Quando digo para onde vou, noto a fala lenta e elaborada do motorista. Não formulo juízos de valor, parece-me fisiológico. Explico-lhe o meu trajecto favorito e articulamos ruas.
"Sabe, falo assim porque fui operado às cordas vocais. Tenho que adquirir um novo sistema nervoso. A fisioterapeuta aconselhou-me a voltar a trabalhar, para treinar a dicção. Há pessoas que não se incomodam, como a senhora. Mas há outras que recusam seguir no táxi comigo. Que hei-de fazer? Digo tudo bem, os senhores estão no seu direito. Houve clientes que já fizeram queixa de mim. Os estrangeiros não, falo bem inglês e entendem o meu problema. Que hei-de fazer? Ao menos conduzo, vou conversando e vejo a cidade. É bom passear, não acha?"

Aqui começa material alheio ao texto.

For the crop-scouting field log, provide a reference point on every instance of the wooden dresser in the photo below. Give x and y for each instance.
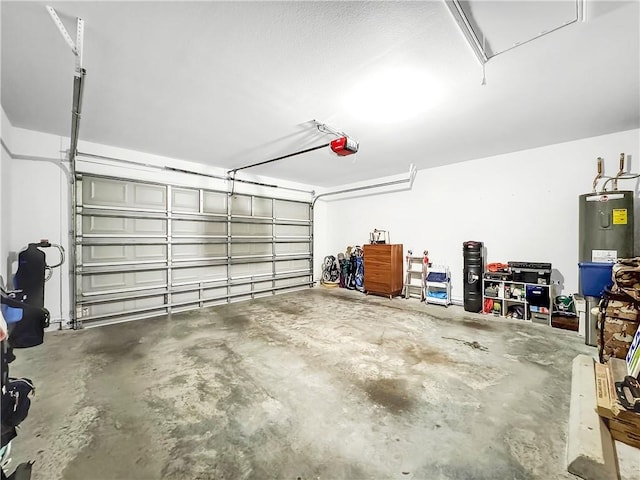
(383, 269)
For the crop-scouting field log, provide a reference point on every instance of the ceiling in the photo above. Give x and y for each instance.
(234, 83)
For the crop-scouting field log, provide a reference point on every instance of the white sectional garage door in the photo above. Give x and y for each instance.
(145, 249)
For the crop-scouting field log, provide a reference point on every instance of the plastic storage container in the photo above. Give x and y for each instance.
(595, 277)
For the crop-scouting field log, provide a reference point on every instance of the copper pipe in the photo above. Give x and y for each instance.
(620, 172)
(599, 175)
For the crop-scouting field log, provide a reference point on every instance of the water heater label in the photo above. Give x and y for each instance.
(604, 256)
(619, 216)
(605, 198)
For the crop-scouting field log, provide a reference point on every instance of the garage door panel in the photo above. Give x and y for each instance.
(197, 251)
(251, 229)
(196, 228)
(248, 249)
(199, 274)
(291, 210)
(293, 248)
(262, 207)
(286, 282)
(292, 230)
(149, 196)
(291, 265)
(214, 202)
(115, 307)
(119, 193)
(105, 282)
(105, 225)
(157, 251)
(241, 205)
(248, 270)
(185, 200)
(103, 254)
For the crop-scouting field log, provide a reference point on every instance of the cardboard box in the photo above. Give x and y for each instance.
(624, 425)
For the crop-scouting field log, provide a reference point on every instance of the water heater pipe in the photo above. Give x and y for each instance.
(620, 172)
(599, 175)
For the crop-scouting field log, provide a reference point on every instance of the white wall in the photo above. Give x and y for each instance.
(5, 199)
(35, 197)
(522, 205)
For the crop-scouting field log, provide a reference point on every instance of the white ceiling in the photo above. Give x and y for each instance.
(233, 83)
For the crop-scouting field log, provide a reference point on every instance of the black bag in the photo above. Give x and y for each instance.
(29, 331)
(16, 401)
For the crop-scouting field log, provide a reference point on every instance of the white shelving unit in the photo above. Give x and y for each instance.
(414, 279)
(535, 299)
(438, 285)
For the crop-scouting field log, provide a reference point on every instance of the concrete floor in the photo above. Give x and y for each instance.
(323, 383)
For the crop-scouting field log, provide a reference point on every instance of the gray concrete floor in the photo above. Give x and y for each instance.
(323, 383)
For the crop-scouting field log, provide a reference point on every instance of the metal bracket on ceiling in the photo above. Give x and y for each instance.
(467, 30)
(324, 128)
(479, 48)
(76, 47)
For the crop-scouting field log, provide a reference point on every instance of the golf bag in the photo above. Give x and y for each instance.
(359, 269)
(330, 272)
(343, 266)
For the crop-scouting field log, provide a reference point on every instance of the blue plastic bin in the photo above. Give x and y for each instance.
(594, 278)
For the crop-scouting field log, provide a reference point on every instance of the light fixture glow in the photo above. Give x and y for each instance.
(394, 95)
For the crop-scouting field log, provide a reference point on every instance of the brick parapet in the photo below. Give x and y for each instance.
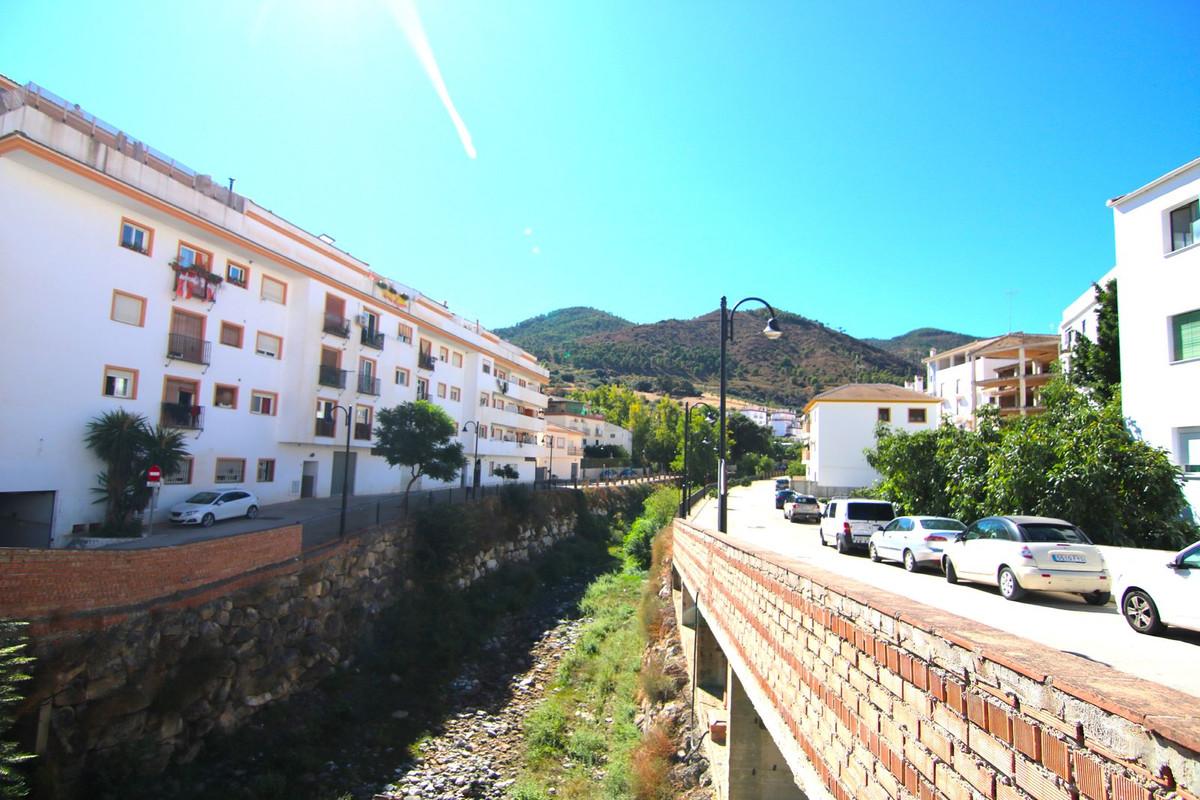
(883, 697)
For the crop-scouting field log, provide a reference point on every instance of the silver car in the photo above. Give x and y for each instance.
(915, 541)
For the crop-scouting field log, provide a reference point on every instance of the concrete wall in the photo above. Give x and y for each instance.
(869, 695)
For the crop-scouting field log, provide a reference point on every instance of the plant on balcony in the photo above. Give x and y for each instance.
(129, 446)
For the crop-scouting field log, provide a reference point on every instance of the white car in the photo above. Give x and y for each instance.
(205, 507)
(1021, 553)
(915, 541)
(1152, 597)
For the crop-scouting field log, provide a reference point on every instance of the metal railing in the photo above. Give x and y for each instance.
(189, 348)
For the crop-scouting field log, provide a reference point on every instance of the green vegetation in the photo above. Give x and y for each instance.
(1077, 461)
(129, 446)
(13, 671)
(418, 435)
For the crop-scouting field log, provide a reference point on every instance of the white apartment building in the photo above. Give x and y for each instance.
(840, 426)
(1157, 230)
(1005, 371)
(204, 312)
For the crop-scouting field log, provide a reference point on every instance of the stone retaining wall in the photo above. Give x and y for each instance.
(870, 695)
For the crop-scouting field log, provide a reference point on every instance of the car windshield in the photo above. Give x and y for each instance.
(1054, 533)
(942, 524)
(870, 511)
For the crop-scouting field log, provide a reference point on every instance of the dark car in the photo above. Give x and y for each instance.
(784, 497)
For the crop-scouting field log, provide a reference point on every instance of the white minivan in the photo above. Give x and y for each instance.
(847, 523)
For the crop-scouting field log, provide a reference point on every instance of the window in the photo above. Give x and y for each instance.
(269, 344)
(231, 335)
(136, 236)
(183, 474)
(1185, 226)
(275, 290)
(237, 274)
(263, 402)
(1186, 336)
(120, 383)
(129, 308)
(225, 396)
(231, 470)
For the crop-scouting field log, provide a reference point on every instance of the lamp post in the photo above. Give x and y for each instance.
(474, 483)
(685, 485)
(772, 332)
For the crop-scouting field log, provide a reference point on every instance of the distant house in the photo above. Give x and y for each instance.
(840, 426)
(1005, 371)
(1157, 230)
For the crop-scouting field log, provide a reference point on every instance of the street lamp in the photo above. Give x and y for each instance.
(685, 485)
(772, 332)
(474, 487)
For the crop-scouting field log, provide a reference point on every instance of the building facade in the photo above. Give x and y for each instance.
(1157, 230)
(205, 313)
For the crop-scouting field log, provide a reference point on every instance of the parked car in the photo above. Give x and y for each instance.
(802, 507)
(915, 541)
(205, 507)
(849, 522)
(1021, 553)
(1152, 596)
(783, 497)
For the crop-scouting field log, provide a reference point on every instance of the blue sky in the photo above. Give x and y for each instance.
(879, 167)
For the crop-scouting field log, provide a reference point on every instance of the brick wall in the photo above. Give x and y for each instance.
(871, 695)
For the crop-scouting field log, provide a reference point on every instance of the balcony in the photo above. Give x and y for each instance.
(331, 377)
(189, 348)
(179, 415)
(369, 384)
(337, 325)
(372, 338)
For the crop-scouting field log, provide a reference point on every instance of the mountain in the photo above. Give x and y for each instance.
(683, 355)
(551, 335)
(916, 344)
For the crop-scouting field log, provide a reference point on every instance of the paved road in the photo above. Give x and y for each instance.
(1059, 620)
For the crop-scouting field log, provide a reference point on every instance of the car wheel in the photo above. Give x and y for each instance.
(1009, 589)
(1140, 612)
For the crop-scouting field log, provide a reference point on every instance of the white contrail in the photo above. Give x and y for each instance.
(405, 12)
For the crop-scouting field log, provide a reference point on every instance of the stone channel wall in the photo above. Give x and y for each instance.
(870, 695)
(149, 651)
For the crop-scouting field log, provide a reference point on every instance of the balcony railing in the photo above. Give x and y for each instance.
(369, 384)
(189, 348)
(337, 325)
(331, 377)
(180, 415)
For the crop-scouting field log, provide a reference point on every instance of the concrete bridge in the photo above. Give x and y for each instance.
(814, 685)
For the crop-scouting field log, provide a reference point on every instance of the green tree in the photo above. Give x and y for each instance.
(418, 435)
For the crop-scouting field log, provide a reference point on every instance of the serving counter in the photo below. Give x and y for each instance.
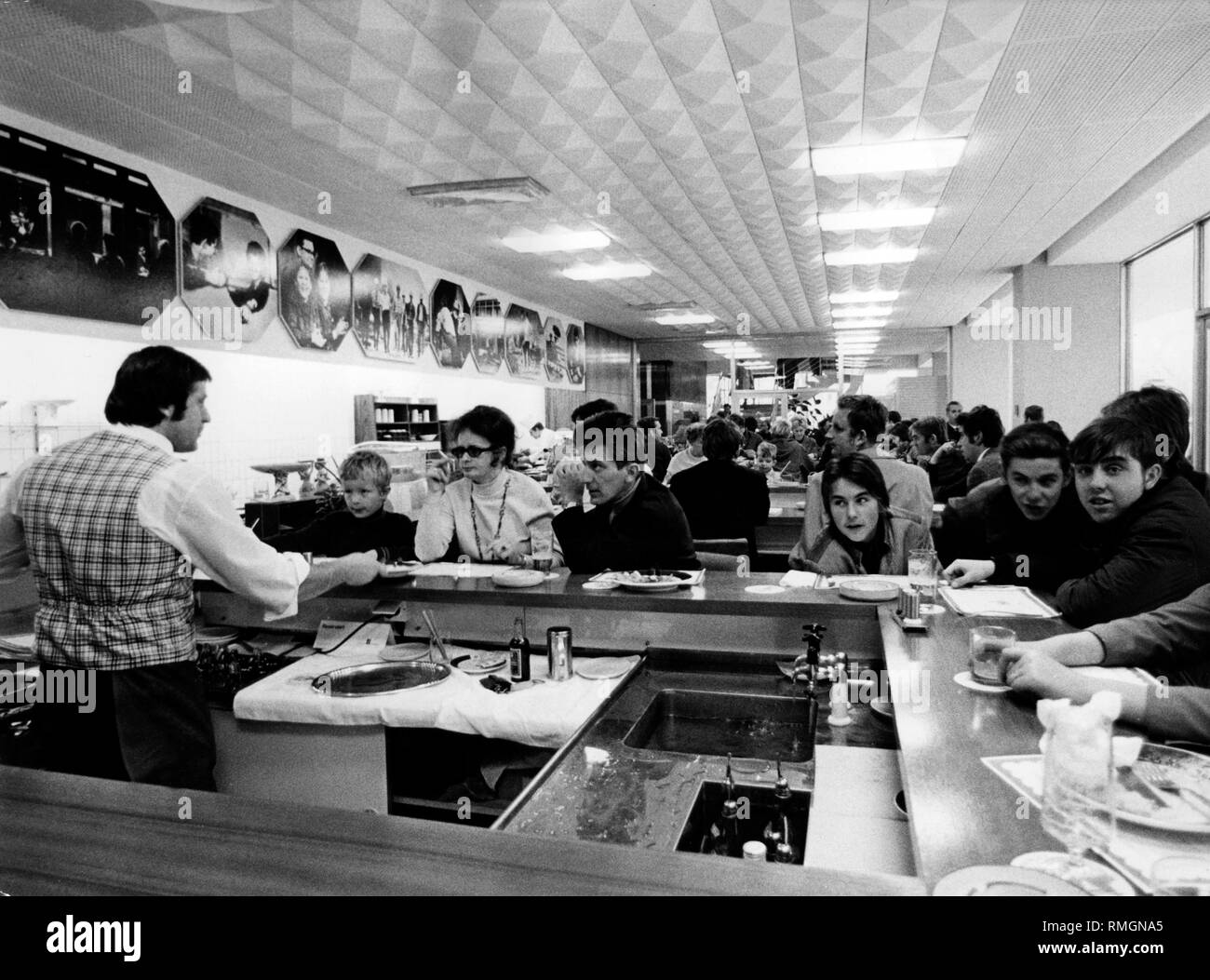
(960, 812)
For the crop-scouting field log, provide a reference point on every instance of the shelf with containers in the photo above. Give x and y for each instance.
(388, 419)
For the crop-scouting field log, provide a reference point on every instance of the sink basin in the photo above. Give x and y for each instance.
(709, 722)
(758, 809)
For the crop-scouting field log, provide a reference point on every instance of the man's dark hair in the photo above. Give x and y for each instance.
(858, 468)
(866, 414)
(617, 431)
(150, 380)
(1112, 436)
(204, 228)
(1163, 412)
(931, 424)
(1035, 440)
(489, 423)
(981, 422)
(720, 439)
(588, 409)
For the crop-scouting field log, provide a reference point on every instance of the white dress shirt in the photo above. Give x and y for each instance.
(185, 507)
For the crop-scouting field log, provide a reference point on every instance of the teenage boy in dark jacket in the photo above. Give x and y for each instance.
(1152, 531)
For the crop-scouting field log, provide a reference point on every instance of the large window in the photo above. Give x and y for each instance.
(1162, 301)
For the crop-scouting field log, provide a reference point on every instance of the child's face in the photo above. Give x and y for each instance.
(363, 497)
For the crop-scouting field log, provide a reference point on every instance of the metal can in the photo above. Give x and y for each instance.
(558, 652)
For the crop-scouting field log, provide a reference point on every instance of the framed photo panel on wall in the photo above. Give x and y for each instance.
(315, 291)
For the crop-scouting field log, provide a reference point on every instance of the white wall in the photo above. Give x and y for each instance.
(981, 370)
(1073, 383)
(270, 399)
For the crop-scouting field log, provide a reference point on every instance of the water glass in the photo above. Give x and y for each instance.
(985, 645)
(922, 572)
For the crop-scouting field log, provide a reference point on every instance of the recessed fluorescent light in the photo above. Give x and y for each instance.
(672, 319)
(850, 313)
(855, 221)
(557, 241)
(506, 190)
(887, 157)
(609, 270)
(866, 295)
(858, 325)
(881, 255)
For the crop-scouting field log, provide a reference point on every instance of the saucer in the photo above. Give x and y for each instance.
(971, 684)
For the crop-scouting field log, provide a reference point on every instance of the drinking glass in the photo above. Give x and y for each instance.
(984, 646)
(922, 568)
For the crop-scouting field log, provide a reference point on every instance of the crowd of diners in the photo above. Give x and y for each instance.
(1112, 525)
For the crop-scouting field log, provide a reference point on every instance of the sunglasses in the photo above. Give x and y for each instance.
(473, 451)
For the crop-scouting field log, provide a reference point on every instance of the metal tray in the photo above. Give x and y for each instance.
(379, 678)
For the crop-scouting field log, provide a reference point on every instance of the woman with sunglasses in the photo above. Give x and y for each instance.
(495, 515)
(863, 536)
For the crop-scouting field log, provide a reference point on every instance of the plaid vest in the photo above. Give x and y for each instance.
(113, 596)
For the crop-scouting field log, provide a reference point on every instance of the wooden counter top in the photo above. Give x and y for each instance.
(73, 835)
(961, 813)
(722, 593)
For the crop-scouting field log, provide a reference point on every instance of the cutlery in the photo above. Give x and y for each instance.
(1161, 778)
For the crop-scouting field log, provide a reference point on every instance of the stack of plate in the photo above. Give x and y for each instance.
(20, 645)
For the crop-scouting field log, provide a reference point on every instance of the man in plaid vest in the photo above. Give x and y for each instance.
(110, 527)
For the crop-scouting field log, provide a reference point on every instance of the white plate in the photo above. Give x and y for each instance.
(1180, 815)
(652, 585)
(398, 571)
(604, 668)
(216, 636)
(869, 589)
(480, 664)
(519, 579)
(1002, 879)
(1094, 878)
(399, 652)
(971, 684)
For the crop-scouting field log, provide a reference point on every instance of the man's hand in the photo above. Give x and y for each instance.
(439, 475)
(569, 480)
(358, 569)
(1028, 668)
(967, 571)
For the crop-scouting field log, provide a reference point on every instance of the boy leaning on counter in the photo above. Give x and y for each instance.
(364, 525)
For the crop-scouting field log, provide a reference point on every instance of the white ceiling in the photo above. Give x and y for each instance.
(1061, 101)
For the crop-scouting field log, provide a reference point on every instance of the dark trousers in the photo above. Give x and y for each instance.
(150, 725)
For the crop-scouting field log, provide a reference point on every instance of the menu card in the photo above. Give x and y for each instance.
(997, 600)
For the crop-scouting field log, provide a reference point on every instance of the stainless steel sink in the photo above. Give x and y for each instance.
(709, 722)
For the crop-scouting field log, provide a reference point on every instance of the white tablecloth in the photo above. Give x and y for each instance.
(544, 715)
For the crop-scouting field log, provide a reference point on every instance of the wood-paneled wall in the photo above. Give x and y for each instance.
(610, 371)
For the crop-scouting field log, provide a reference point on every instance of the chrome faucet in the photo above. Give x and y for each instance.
(807, 665)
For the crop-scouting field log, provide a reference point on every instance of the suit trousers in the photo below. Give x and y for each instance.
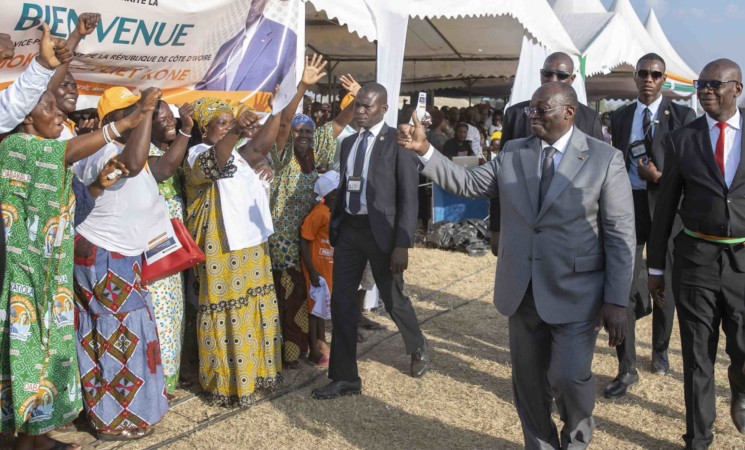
(356, 246)
(706, 298)
(662, 318)
(552, 361)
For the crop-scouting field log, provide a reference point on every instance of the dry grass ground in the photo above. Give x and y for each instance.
(465, 402)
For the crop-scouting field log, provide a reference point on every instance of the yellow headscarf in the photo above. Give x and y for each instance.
(207, 109)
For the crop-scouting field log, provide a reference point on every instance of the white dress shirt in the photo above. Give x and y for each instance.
(560, 145)
(17, 101)
(236, 56)
(637, 134)
(374, 131)
(732, 143)
(732, 150)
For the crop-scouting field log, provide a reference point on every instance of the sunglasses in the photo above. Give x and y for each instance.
(539, 112)
(655, 74)
(700, 85)
(560, 75)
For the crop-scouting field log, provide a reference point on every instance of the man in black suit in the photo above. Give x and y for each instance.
(515, 124)
(374, 220)
(705, 167)
(638, 130)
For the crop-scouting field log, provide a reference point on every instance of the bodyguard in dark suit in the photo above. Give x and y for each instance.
(557, 67)
(704, 167)
(565, 262)
(374, 220)
(638, 130)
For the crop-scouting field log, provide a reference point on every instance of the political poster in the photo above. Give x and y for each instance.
(234, 49)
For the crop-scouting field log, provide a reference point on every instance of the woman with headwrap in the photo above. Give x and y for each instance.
(167, 150)
(295, 166)
(38, 355)
(227, 213)
(118, 349)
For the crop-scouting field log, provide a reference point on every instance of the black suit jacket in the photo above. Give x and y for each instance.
(708, 206)
(392, 192)
(670, 116)
(516, 125)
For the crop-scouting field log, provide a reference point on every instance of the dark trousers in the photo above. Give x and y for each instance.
(639, 300)
(354, 248)
(552, 362)
(707, 297)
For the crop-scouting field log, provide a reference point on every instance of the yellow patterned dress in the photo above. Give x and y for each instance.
(238, 329)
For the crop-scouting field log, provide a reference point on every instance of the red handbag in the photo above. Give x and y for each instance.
(188, 256)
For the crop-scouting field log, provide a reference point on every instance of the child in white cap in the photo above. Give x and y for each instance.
(318, 262)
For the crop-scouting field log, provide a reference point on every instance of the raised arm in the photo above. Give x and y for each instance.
(87, 144)
(312, 74)
(345, 116)
(17, 101)
(163, 167)
(86, 25)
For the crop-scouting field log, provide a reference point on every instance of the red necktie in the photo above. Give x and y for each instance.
(719, 153)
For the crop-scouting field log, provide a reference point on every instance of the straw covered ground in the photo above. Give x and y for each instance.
(465, 402)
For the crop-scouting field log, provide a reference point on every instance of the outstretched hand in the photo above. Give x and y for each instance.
(350, 84)
(313, 72)
(53, 52)
(7, 47)
(87, 23)
(413, 137)
(613, 319)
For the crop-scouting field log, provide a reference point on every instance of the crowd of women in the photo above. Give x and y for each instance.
(80, 331)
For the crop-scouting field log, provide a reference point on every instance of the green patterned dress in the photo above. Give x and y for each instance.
(39, 382)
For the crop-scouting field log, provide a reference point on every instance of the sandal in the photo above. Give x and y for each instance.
(125, 435)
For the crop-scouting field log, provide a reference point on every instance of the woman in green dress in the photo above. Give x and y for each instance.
(39, 382)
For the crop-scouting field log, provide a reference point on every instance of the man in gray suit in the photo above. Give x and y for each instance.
(565, 263)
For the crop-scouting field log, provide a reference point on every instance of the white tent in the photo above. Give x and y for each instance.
(440, 39)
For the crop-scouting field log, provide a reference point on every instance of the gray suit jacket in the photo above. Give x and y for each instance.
(578, 250)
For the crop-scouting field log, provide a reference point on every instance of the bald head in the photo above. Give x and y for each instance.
(719, 86)
(558, 66)
(370, 105)
(553, 110)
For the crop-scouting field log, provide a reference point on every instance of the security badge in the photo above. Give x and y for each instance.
(354, 184)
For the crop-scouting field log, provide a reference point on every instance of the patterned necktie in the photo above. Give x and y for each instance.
(647, 128)
(719, 153)
(359, 163)
(234, 61)
(547, 172)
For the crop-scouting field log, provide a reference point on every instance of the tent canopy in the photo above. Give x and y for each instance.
(444, 39)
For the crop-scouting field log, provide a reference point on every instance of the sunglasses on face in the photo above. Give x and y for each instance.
(711, 84)
(539, 112)
(655, 74)
(560, 75)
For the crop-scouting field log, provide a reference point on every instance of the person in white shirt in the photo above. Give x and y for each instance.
(704, 183)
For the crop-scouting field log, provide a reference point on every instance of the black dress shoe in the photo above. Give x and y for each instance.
(737, 402)
(617, 388)
(420, 360)
(337, 389)
(660, 364)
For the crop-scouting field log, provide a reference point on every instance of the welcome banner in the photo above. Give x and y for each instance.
(234, 49)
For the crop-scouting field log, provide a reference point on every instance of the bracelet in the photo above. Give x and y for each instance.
(106, 136)
(114, 130)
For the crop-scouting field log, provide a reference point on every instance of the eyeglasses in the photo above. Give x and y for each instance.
(643, 74)
(540, 112)
(560, 75)
(700, 85)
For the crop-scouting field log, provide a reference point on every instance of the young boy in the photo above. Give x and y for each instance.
(318, 259)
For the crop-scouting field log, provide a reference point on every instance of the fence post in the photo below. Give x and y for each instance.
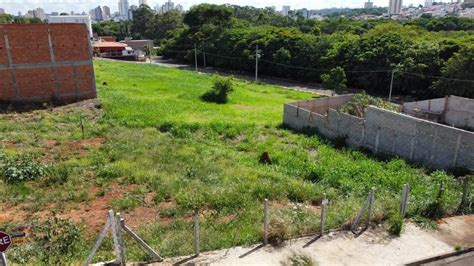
(195, 57)
(371, 203)
(197, 233)
(265, 222)
(404, 200)
(391, 87)
(120, 224)
(465, 191)
(256, 63)
(323, 213)
(113, 224)
(3, 259)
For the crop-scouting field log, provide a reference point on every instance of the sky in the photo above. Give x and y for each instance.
(13, 6)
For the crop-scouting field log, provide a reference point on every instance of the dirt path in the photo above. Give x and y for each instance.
(374, 247)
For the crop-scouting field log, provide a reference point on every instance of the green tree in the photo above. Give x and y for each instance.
(335, 79)
(460, 66)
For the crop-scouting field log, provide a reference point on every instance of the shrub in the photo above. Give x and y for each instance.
(277, 232)
(357, 106)
(56, 238)
(335, 79)
(220, 91)
(20, 168)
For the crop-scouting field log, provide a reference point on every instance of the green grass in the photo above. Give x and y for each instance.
(167, 150)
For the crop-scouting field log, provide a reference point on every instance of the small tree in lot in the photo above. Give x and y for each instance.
(335, 79)
(220, 91)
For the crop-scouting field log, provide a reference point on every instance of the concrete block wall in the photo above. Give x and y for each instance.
(45, 62)
(381, 131)
(459, 112)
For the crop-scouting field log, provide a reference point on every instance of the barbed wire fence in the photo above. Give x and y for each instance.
(200, 53)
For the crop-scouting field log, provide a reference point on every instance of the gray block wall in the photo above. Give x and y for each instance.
(417, 140)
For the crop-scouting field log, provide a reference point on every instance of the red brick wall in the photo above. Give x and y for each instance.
(33, 71)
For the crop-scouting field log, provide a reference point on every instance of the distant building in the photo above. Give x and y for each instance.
(123, 9)
(98, 14)
(368, 5)
(73, 19)
(130, 11)
(106, 12)
(39, 13)
(285, 10)
(168, 6)
(394, 7)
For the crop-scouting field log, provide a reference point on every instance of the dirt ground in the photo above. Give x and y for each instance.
(373, 247)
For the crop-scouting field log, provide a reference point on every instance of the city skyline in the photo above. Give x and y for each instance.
(13, 6)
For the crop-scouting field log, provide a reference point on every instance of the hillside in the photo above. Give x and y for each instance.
(154, 151)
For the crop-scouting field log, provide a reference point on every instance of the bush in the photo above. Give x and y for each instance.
(357, 106)
(20, 168)
(277, 233)
(335, 80)
(220, 91)
(55, 239)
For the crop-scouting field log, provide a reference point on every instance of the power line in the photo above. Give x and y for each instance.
(436, 77)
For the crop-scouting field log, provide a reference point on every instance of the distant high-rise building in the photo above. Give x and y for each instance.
(37, 13)
(285, 10)
(106, 12)
(368, 5)
(123, 9)
(98, 14)
(130, 11)
(394, 7)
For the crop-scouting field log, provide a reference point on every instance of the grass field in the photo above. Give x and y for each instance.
(155, 152)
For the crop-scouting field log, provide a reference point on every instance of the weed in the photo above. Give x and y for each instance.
(277, 233)
(20, 168)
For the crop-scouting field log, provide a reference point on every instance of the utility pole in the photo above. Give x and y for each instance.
(256, 63)
(391, 87)
(195, 57)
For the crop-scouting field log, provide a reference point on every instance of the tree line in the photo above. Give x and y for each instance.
(366, 51)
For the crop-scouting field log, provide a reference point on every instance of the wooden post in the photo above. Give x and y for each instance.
(371, 203)
(120, 223)
(3, 259)
(113, 224)
(404, 200)
(82, 128)
(391, 87)
(323, 213)
(197, 233)
(265, 222)
(257, 55)
(465, 191)
(98, 242)
(195, 57)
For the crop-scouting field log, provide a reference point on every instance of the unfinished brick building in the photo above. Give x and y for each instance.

Eu acho, mas fico com um nó na garganta. Ele continua a conversar e a enumerar as ruas por onde passamos.
"É aqui?"
E eu saio, pago, desejo-lhe bom serviço e penso na falta de cuidado crescente, que temos com a sensibilidade dos outros. E que por negligência, às vezes tornamos a vida de outrém bem difícil de ser vivida. Não fico muito feliz com esta ideia.